GPU-Accelerated Electromagnetic Wave Solver

Technical focus

Build a GPU-first FDTD solver that can handle my 5.4GHz 4x4 patch array when CST/HFSS/OpenEMS cannot.
Stay bit-for-bit matched to a single threaded CPU reference while validating against CST Microwave Studio, Mathworks RF PCB Toolbox, and analytical microstrip cases.
Optimize memory bandwidth with a structure-of-arrays layout, coalesced access, and Nsight-informed kernel optimization.
Benchmark both MUR and PML8 boundaries and run a broad PCB-focused validation suite before multi-GPU tiling.
Plan radiation capture, dedicated per-region kernels, and multi-GPU domain splitting after the single GPU path is fully optimized.

Results

17 GCell/s (28x faster) with MUR and 6.5 GCell/s (32x) with PML8 on a 5070 Ti vs OpenEMS on a Ryzen 9950X.
For the 4x4 patch array saw a drop from 222 hours in OpenEMS to 6.8 hours on my solver.
Outputs match my CPU reference while reproducing CST Microwave Studio (bandpass filter) and Mathworks RF PCB Toolbox (bandstop filter).
Validated six benchmark geometries with research/Mathworks overlays and rendered fields in ParaView; solver scales well with GPU memory bandwidth.

Stack

C++CUDANvidia Nsight ComputeOpenEMSParaView (VTK)FDTDFFT

Performance vs. State of the Art

OpenEMS is unacceptably slow. On a modern Ryzen 9950X CPU, it runs my benchmark cases at roughly 200MCell/s (using proper PML boundary conditions).

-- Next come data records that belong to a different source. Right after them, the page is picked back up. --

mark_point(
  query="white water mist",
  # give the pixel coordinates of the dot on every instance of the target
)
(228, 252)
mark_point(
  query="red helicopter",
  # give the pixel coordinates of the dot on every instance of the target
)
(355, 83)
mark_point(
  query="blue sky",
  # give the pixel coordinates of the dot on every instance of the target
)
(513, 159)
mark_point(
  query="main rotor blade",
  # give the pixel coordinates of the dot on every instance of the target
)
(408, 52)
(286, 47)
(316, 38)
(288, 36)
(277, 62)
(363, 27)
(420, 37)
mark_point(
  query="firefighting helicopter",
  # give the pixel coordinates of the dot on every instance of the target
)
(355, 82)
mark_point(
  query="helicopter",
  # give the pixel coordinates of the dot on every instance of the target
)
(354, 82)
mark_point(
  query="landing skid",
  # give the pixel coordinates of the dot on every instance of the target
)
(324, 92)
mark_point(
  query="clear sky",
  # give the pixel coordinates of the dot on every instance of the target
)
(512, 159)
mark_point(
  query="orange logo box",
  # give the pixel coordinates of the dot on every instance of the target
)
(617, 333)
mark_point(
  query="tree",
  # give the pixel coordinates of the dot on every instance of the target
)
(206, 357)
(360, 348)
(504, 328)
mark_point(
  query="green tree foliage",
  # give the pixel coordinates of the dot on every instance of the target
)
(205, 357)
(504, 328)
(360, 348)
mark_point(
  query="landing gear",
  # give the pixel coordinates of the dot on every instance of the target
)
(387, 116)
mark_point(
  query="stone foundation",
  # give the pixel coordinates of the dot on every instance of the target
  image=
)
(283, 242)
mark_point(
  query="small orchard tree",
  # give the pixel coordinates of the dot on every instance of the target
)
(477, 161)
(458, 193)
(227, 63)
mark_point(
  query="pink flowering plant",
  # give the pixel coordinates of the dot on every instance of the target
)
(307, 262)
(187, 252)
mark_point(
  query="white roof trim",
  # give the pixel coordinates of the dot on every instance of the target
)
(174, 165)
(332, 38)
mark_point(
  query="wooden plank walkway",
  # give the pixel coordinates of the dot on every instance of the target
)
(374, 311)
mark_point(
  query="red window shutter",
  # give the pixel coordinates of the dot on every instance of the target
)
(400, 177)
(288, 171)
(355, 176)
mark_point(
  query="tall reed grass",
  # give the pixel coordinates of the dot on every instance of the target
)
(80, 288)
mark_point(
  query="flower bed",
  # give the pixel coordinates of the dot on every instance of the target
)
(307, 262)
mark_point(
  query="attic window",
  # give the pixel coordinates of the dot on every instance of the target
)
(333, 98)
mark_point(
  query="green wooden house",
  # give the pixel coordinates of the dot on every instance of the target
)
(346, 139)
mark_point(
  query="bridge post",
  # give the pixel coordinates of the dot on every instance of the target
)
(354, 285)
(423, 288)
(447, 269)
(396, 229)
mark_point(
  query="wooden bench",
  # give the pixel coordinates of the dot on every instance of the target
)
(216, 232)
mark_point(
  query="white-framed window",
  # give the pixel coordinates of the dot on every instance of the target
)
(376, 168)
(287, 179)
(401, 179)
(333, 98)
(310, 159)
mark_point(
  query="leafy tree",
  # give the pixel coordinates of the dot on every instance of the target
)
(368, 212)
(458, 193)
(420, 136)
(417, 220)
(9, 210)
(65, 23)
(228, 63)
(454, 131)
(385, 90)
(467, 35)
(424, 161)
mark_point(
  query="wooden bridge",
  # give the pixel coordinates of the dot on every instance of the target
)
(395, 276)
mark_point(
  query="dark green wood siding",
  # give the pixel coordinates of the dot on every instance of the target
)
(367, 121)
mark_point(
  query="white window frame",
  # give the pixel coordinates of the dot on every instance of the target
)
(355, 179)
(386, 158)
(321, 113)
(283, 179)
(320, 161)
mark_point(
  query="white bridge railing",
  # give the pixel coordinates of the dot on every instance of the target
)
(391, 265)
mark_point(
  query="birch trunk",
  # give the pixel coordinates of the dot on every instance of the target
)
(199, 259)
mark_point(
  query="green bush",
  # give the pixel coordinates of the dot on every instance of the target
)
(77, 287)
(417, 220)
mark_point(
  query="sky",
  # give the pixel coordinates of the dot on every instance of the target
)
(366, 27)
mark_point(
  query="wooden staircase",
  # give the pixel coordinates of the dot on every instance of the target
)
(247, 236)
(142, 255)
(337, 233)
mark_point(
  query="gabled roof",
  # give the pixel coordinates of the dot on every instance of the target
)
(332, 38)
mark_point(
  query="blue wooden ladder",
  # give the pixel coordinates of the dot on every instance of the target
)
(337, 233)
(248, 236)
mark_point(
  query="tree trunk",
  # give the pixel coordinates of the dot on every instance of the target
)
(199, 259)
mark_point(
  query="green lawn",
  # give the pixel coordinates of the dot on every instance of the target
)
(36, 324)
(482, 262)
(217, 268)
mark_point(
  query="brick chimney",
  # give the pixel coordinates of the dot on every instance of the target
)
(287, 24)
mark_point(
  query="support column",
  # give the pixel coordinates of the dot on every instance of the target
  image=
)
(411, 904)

In contrast, my custom solver running on an $800 consumer graphics card (5070 Ti) achieves:

17GCell/s, 28x faster, using approximate MUR boundary conditions
6.5GCell/s, 32x faster, using proper PML8 boundary conditions

This represents a collapse in simulation time from 222 hours (a week and a half) down to 6.8 hours (same day results).

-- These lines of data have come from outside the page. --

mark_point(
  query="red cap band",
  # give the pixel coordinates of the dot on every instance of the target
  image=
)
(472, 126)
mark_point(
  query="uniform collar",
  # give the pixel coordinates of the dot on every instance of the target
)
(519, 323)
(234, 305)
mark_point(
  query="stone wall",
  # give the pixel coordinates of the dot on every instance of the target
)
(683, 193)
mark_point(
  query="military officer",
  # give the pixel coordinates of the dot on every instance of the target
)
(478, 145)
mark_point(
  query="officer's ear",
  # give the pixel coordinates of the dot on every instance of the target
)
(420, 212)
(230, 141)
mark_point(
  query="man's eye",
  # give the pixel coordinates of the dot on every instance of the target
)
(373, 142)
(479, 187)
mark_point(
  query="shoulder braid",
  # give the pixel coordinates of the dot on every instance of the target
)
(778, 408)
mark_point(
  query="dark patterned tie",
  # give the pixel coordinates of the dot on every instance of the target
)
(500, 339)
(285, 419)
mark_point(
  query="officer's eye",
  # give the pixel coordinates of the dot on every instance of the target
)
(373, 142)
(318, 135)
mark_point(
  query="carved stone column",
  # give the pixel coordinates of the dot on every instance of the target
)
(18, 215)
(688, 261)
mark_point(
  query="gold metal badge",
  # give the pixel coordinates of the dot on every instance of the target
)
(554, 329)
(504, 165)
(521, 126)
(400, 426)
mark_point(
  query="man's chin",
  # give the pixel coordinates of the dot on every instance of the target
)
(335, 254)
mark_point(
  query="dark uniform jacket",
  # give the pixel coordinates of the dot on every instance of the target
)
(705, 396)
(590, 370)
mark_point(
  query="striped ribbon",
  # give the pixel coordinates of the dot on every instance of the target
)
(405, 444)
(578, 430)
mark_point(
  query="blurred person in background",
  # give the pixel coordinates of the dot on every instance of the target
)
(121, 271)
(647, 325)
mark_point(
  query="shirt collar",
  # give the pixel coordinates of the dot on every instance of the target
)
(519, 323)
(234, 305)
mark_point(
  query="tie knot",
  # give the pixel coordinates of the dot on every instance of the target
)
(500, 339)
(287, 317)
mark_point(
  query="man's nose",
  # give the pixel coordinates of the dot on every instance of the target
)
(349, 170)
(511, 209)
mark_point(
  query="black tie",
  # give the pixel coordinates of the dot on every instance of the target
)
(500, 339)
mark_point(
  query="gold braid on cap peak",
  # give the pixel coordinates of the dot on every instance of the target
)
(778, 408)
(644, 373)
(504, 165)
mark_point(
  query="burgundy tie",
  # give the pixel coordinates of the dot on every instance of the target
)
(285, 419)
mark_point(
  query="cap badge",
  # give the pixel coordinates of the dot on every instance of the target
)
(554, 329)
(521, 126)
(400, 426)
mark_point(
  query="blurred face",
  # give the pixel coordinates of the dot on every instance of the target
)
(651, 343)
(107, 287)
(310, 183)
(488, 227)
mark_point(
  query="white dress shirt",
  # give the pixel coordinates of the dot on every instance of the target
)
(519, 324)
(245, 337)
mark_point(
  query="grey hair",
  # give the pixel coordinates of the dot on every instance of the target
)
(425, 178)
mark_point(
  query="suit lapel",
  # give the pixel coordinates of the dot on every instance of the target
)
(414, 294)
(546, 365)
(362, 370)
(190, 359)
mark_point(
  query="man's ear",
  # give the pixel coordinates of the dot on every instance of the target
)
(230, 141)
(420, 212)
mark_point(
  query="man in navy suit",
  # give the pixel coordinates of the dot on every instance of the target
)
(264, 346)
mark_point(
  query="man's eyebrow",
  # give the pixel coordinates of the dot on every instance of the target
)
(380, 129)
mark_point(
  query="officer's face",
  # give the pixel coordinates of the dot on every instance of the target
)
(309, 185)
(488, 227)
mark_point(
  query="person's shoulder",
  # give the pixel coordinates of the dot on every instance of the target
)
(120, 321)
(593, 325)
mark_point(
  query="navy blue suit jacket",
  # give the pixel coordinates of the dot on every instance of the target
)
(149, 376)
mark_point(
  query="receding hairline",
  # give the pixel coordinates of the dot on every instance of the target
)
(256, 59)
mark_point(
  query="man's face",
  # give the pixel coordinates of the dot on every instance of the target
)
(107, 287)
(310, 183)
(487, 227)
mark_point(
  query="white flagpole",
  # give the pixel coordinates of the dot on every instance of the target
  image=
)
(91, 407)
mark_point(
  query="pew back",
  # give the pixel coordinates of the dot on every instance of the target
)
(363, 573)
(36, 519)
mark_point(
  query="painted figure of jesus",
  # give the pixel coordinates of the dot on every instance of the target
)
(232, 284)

With open-source software clearly crushed, the gloves are coming off, and I'm going after a comparison to the world's current fastest FDTD EM solver - Empire XPU. Empire XPU is a commercial software out of Germany, produced and maintained by IMST GmbH. They regularly post speed records on Linkedin using ludicrous setups such as dual 128-core Epyc CPUs with speeds peaking just under 150GCell/s [link] .

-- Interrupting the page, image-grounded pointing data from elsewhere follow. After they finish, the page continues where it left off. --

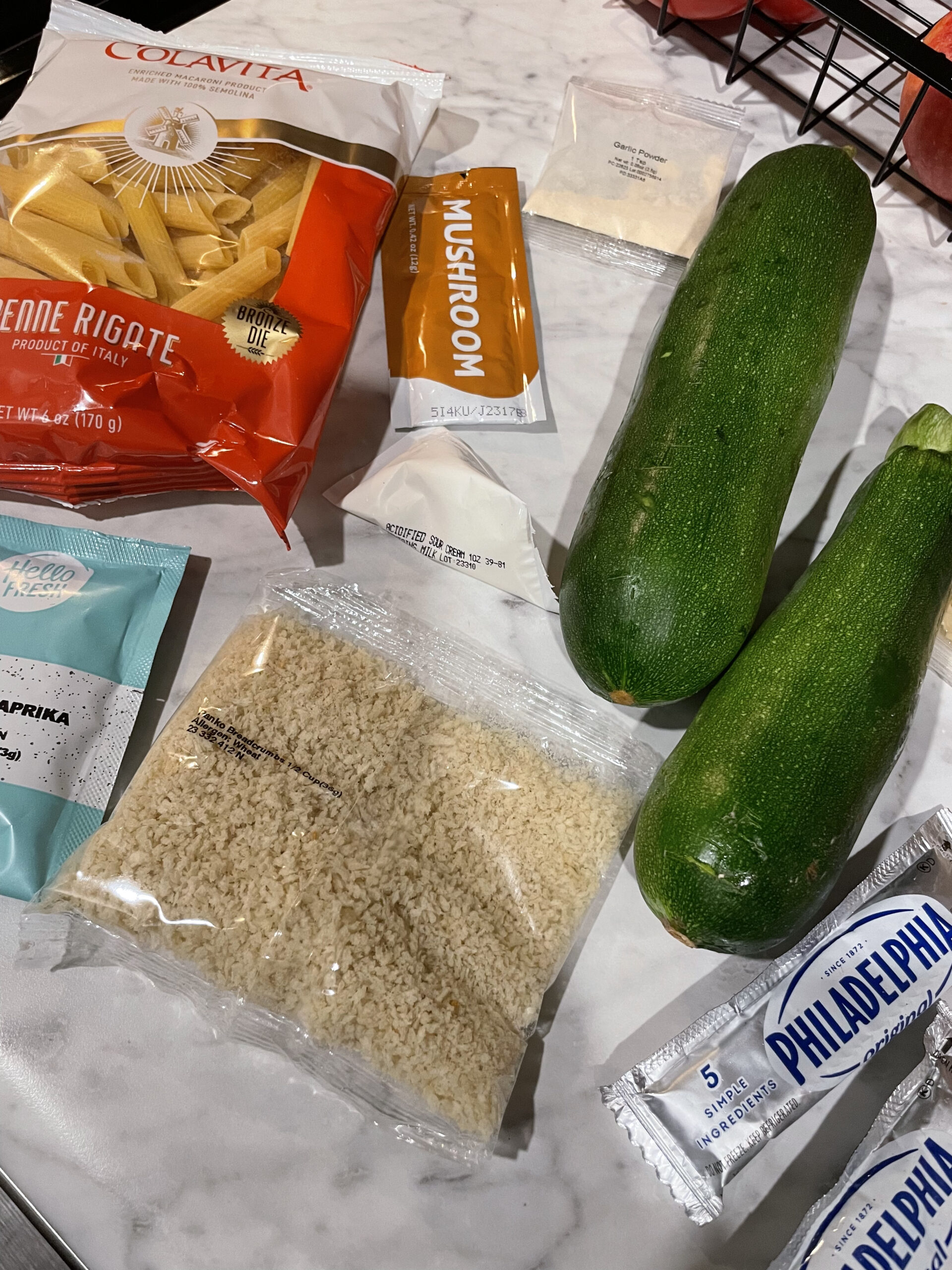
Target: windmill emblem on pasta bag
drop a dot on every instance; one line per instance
(169, 130)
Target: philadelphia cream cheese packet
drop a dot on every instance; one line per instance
(708, 1101)
(80, 619)
(892, 1209)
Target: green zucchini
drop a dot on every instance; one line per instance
(749, 821)
(667, 568)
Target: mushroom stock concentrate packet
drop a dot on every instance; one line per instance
(187, 238)
(708, 1101)
(461, 343)
(80, 619)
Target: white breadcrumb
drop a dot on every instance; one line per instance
(413, 910)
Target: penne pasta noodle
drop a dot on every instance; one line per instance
(201, 212)
(12, 270)
(203, 252)
(62, 196)
(211, 299)
(281, 189)
(85, 162)
(271, 230)
(314, 167)
(66, 253)
(18, 157)
(154, 243)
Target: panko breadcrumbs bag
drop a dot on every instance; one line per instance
(377, 836)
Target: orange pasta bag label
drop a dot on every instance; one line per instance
(461, 343)
(187, 238)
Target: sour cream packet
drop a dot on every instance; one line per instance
(708, 1101)
(440, 498)
(892, 1208)
(80, 619)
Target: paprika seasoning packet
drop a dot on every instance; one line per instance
(461, 342)
(187, 237)
(80, 619)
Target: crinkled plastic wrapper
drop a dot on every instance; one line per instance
(187, 238)
(709, 1101)
(365, 842)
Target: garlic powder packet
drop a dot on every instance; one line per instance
(634, 176)
(436, 495)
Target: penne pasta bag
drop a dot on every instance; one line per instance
(187, 238)
(708, 1103)
(892, 1207)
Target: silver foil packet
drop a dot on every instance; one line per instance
(708, 1101)
(892, 1207)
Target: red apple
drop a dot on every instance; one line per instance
(702, 10)
(928, 140)
(790, 13)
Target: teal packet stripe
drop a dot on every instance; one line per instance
(145, 575)
(74, 659)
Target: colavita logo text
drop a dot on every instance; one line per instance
(126, 53)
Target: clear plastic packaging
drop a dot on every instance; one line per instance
(365, 842)
(704, 1105)
(892, 1207)
(80, 619)
(634, 177)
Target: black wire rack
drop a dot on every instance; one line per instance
(887, 37)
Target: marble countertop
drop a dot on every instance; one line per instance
(154, 1146)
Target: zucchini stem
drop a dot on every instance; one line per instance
(930, 429)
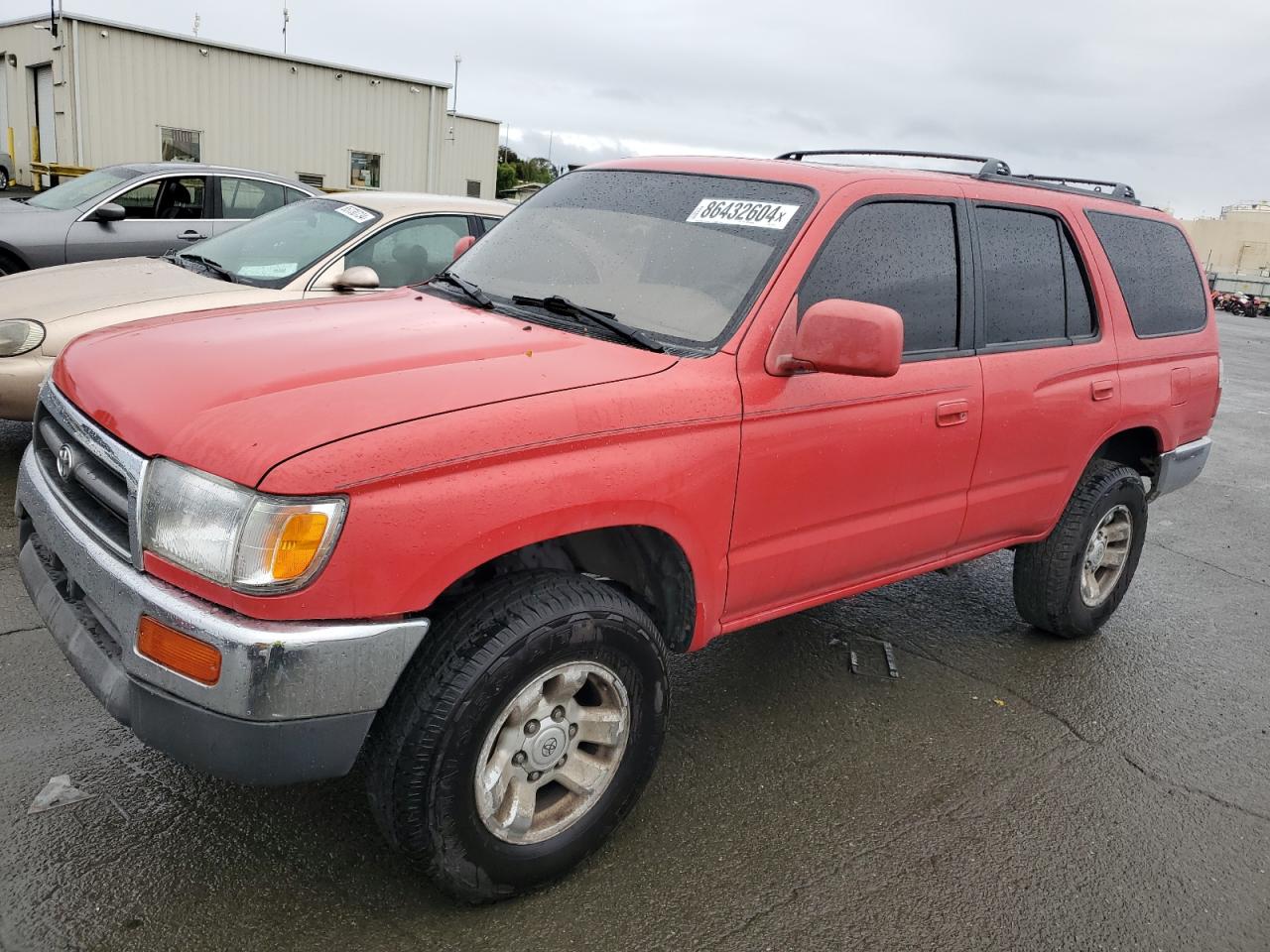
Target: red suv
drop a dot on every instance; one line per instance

For reference, that CPU setup costs (NOT including any RAM or motherboard, etc), around $26,000USD. Given the hardware component driving my speeds is 32x cheaper, but my code is only 9x slower, and parallelizable, I smell blood in the water.

Unlike OpenEMS, my solver scales with GPU memory bandwidth which is one of the fastest growing performance metrics in hardware, can be split across GPUs to further multiply speed.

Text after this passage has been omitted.